Tuesday, December 06, 2005

Burnt offerings

Don’t be misled. It’s a story masquerading as a work of art. A comic book at heart, and a damn good read throughout. Charles Burns’ Black Hole. Set in suburban Seattle in the 70s, it’s about a bunch of teenagers. It’s about Chris Rhodes, the girl that everyone likes and who sheds her skin periodically, like a snake. It’s about Keith Pearson who loves her, but ends up instead with Eliza, the artist with a tail at the base of her spine. It’s about Rob, who has a mouth on his chest. Then there are all their friends, the normal ones and the not-so-normal ones. But the biggest character of them all in this book, the one under whose shadow we see these teenagers tell us their story is ‘the Bug’ – a disease that spreads through sexual contact and manifests itself in mutations like the ones mentioned above. Mutations and deformities, some subtle and hideable, but sometimes obvious, grotesque and downright repulsive. This story is about the people who have the Bug or are about to and how their lives change. About the ones who lead a squalid existence shunned by normal society because they have the Bug. But read the book, and you realise this story is more than just a parade of sexually transmitted mutations, in a smog of weed smoke.

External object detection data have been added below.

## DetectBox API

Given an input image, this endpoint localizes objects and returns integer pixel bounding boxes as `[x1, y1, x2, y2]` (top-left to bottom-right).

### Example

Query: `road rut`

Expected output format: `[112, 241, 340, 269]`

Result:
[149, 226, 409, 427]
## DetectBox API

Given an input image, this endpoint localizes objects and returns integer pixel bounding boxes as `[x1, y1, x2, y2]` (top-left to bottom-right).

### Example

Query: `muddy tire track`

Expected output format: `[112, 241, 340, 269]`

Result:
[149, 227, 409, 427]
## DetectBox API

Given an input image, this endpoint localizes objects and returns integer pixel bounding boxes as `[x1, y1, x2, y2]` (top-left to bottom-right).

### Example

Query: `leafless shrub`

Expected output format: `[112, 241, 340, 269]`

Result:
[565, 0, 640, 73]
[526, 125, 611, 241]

The art is hypnotic, surreal, creepy, sensual, psychedelic and hallucinatory – sometimes all at the same time. It’s in black and white, but that only serves to add so much more colour to the narrative. The emotions, the reactions, the dreams and the nightmares, deformities, the fear and the loathing. This book captures it all, and throws at you so many questions, most of which the book does not even try to answer. And the ending just heightens this feeling. There may or may not be a moral and a message to this story. The Bug may be a metonym for AIDS or it may be not. It just might be a coming-of-age-story, or the usual teenager’s story about wanting to be yourself and to be popular and to fit in, but then it could be neither. It’s for you to decide if you want to give it an ulterior motive or look at it as just a damn good story. I would suggest, sit back and just enjoy the experience. Get ready to be sucked into the Black Hole.